Donors help after tragedy

Students gather at a campus vigil for victims of the Oct. 1 tragedy.

Apr. 24, 2018

 

UNLV donors rose to the occasion to provide support in many ways after the mass shooting on the Strip on Oct. 1. In an effort to help the community, they donated to UNLV’s emergency medical training and counseling programs, as well as to scholarships for hospitality students whose careers must include emergency response planning.

“UNLV is uniquely situated to help Las Vegas heal in a variety of areas, and donors saw that immediately,” said Scott M. Roberts, President of the UNLV Foundation and Vice President for Philanthropy and Alumni Engagement.

MGM Resorts Foundation donated more than $100,000 to UNLV School of Medicine’s Department of Emergency Medicine Residency Program.

NASCAR Foundation Chairman Mike Helton also contributed to the Emergency Medicine Residency Fund. Helton donated a limited edition 2016 Jeep Wranger Red Rock Edition, which raised $100,000 at the 10th Annual Las Vegas Barrett-Jackson Auction.

The gifts will make a significant difference for medical students, said Dr. Dale Carrison, Chair of the UNLV Department of Emergency Medicine. “These gifts will help us offer outstanding training to physicians who are specializing in Emergency Medicine, many of whom were involved in caring for patients during the recent tragedy in Las Vegas.”

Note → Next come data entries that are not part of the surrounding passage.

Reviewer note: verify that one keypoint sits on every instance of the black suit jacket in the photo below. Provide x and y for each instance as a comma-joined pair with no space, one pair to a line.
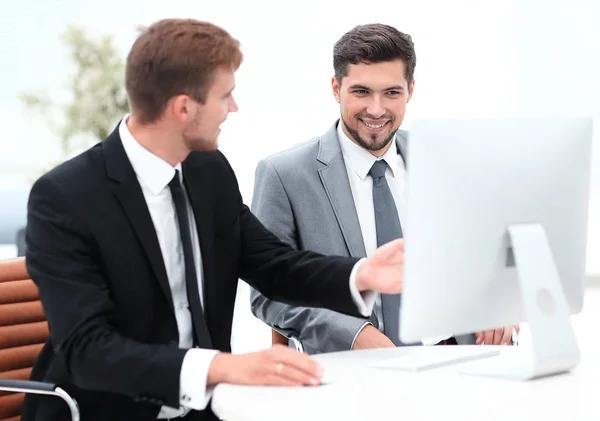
94,255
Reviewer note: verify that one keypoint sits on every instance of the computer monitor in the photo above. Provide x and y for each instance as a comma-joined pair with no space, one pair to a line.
495,235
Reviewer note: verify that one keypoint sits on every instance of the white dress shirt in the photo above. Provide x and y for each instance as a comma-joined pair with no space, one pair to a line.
154,176
358,164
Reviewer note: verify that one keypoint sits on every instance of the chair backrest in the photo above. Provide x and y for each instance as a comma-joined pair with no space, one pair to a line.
23,331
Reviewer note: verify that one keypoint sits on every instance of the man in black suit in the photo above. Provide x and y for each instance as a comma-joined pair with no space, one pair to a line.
137,244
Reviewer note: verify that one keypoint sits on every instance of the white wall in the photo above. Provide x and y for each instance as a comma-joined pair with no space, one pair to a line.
557,47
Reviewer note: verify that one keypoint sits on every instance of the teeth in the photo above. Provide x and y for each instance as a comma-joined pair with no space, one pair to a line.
373,126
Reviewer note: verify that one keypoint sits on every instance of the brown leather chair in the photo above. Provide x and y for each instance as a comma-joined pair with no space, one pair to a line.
23,332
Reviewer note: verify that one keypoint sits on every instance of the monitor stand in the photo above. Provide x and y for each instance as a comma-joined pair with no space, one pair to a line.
554,346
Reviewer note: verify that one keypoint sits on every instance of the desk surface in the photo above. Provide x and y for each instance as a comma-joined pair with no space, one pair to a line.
359,392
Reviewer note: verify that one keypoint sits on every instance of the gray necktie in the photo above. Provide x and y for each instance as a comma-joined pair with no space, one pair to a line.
387,226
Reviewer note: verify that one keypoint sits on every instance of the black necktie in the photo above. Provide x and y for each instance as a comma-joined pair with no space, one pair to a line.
387,226
200,329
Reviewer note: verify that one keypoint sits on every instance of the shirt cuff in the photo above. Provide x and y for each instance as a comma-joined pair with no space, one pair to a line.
193,391
364,300
358,333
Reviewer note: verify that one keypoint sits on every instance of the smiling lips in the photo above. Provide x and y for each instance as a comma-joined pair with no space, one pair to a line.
375,125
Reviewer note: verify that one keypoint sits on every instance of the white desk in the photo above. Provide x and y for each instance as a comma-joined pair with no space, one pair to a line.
359,392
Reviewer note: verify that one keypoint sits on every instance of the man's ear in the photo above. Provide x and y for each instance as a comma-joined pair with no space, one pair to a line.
335,87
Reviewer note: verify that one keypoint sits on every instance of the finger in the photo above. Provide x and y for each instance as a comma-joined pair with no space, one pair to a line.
498,333
298,361
507,336
488,337
294,376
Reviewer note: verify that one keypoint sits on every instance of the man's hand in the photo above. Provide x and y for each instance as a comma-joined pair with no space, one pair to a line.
500,336
276,366
369,337
383,270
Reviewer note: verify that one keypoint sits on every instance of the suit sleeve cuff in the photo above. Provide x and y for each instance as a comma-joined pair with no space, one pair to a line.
358,333
193,390
364,300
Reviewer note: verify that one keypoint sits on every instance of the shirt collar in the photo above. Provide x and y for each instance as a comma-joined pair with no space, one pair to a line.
361,160
154,172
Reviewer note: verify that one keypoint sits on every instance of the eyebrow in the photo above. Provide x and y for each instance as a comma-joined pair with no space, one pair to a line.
391,88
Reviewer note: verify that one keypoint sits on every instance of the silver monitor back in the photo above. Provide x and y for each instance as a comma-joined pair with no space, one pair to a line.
469,182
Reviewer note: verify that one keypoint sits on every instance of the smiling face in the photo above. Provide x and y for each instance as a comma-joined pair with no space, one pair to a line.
373,98
202,127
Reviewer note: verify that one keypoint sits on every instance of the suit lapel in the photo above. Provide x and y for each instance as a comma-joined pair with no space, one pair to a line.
337,187
334,177
129,194
200,199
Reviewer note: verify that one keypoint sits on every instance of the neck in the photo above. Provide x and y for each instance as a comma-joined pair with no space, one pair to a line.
158,140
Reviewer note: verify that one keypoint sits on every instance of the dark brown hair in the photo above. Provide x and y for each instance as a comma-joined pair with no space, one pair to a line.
173,57
373,43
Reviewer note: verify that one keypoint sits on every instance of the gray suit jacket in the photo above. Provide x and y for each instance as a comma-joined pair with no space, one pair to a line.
303,196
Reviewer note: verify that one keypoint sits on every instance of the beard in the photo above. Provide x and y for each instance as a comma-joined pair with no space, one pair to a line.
195,140
374,145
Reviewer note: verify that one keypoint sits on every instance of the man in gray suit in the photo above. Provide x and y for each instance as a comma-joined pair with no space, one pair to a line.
343,193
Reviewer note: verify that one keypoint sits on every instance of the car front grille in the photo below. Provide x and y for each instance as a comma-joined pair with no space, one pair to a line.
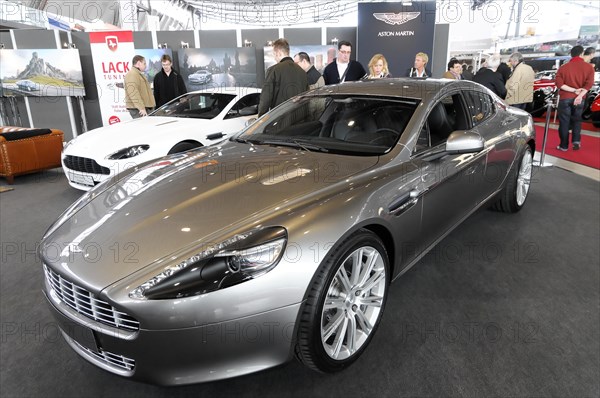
85,165
85,303
109,358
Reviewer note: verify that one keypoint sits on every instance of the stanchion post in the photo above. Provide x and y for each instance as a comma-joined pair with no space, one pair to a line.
83,118
546,127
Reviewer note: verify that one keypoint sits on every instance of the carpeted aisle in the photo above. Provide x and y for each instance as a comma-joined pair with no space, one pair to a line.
587,155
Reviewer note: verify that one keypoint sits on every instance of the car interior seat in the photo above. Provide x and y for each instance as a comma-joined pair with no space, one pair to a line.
439,126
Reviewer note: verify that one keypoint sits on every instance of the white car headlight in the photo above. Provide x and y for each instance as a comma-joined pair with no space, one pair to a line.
236,260
129,152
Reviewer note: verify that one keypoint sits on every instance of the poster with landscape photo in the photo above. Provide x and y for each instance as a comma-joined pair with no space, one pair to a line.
41,73
320,56
211,68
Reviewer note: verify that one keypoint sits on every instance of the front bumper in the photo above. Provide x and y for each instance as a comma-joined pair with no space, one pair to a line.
181,356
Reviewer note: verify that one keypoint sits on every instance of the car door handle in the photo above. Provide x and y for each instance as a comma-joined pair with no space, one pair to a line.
508,120
215,136
404,202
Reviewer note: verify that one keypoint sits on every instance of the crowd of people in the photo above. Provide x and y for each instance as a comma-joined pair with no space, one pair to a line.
292,76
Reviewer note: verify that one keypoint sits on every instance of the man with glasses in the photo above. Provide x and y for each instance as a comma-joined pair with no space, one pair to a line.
343,69
139,100
168,84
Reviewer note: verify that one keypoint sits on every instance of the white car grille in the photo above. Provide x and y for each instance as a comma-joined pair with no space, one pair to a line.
85,303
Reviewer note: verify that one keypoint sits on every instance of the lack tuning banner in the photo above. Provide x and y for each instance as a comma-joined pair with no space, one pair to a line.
112,53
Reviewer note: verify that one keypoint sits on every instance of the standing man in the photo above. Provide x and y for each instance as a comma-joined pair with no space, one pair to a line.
574,79
284,79
168,84
139,100
505,71
420,67
519,86
490,78
588,54
343,69
315,80
454,70
467,74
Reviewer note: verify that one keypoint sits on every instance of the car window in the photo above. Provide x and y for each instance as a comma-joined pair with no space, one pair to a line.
198,105
246,106
446,116
342,124
480,105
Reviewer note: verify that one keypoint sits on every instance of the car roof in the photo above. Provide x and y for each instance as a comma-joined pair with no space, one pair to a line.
238,90
396,87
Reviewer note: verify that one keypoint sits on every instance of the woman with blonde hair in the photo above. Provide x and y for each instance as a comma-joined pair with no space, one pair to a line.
378,67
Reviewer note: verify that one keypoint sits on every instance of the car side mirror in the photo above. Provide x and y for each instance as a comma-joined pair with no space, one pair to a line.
464,141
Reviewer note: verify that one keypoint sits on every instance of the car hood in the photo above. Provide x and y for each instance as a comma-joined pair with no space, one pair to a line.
147,130
180,204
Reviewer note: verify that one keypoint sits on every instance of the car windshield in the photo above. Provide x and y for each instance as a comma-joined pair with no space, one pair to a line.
198,105
357,125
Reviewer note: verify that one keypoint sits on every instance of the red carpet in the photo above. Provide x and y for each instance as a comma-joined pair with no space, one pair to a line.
588,155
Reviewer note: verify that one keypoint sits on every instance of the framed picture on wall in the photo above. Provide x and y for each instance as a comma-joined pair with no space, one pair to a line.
203,68
320,56
41,73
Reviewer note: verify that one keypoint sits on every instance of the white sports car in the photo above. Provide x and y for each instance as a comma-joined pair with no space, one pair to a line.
195,119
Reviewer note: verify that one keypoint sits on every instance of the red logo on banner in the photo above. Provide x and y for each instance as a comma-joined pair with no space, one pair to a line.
112,42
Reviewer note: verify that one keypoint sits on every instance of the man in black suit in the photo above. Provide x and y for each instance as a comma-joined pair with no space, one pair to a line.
420,66
490,78
343,69
284,79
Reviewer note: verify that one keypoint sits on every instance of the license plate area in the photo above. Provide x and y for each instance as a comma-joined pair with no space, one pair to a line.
77,332
81,179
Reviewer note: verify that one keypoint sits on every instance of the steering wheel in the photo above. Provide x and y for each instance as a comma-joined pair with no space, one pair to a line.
384,136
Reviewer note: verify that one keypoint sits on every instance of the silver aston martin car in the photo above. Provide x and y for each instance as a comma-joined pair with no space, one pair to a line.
283,241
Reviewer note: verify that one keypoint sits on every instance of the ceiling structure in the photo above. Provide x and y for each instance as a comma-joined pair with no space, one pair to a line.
474,24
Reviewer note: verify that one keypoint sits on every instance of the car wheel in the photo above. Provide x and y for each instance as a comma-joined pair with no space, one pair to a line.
344,304
513,196
183,146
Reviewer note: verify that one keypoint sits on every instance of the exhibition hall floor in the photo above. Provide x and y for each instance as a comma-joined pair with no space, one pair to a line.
505,306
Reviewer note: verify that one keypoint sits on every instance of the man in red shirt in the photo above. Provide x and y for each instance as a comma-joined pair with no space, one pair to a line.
574,79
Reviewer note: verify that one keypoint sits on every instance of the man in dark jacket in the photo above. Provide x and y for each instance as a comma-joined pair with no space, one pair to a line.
315,79
488,77
284,79
504,70
168,84
343,69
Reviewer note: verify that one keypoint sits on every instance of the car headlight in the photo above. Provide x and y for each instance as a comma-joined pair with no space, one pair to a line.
68,144
129,152
236,260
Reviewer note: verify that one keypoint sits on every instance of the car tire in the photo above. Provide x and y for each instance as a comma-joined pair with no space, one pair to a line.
514,194
184,146
332,336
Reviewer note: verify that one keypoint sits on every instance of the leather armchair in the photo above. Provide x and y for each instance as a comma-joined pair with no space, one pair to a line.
26,150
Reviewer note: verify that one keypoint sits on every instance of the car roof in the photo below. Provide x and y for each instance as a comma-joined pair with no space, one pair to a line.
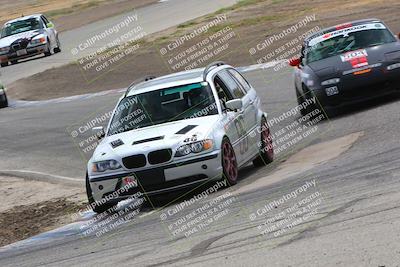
37,16
336,27
168,81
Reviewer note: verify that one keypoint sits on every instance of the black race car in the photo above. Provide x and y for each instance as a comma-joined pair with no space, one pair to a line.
348,63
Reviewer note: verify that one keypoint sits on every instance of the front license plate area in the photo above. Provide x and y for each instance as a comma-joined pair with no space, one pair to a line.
330,91
22,52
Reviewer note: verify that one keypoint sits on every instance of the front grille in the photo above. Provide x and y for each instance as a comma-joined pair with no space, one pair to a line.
367,91
159,156
135,161
16,47
148,140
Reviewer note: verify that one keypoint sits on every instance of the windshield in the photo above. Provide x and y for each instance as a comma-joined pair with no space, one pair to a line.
20,26
348,41
161,106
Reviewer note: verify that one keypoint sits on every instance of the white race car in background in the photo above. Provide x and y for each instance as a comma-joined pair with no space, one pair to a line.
26,37
179,131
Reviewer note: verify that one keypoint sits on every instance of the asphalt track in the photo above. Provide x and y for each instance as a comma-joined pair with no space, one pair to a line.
356,224
151,19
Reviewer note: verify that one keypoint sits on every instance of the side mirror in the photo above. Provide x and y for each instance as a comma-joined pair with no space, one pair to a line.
234,104
294,62
99,131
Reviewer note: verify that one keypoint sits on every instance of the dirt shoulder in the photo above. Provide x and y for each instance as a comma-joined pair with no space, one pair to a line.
70,14
249,24
31,207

Expedia, Inc. put their $100,000 into student scholarships for those who were affected, and those whose careers in hospitality event planning includes safety for mass emergency scenarios.

“It was important for Expedia, as a member of the travel community, to honor the victims of Oct. 1, and also to show our support of Las Vegas and our longstanding partners here,” said Daniel Wathen, Director of Market Management for the Gaming Region. “We wanted to create a meaningful gift that will positively impact the Las Vegas hospitality community, and our intent is that this scholarship and endowment fund for UNLV, in honor of the fallen victims, will serve as a legacy tribute.”

Another donor, Charles Schwab Bank, focused on the ongoing mental health challenges that such a tragedy creates. The bank donated $20,000 to the College of Liberal Arts’ community mental health training clinic. The PRACTICE – the Partnership for Research, Assessment, Counseling, Therapy and Innovative Clinical Education -- will apply the funds to provide services to victims, and to support graduate student clinicians so they may continue working through the summer months with ongoing case work.

“We admire and support the important work of the UNLV PRACTICE team as they serve our friends and neighbors, and we are grateful for the opportunity to help as the community continues to recover from this tragedy,” said Brian Cook, president of the Charles Schwab Trust Company in Henderson.

“This gift will make a lasting impact in serving the needs of our community,” said Michelle Paul, Director of The PRACTICE. “Not only will it help to ensure that people who were impacted by the October 1 tragedy receive the mental and emotional support they need now, it will allow us to train a future generation of mental health providers. We are deeply grateful and committed to making this donation matter.”

Other donors continue to give in a variety of ways to help the victims, their families, and the community heal.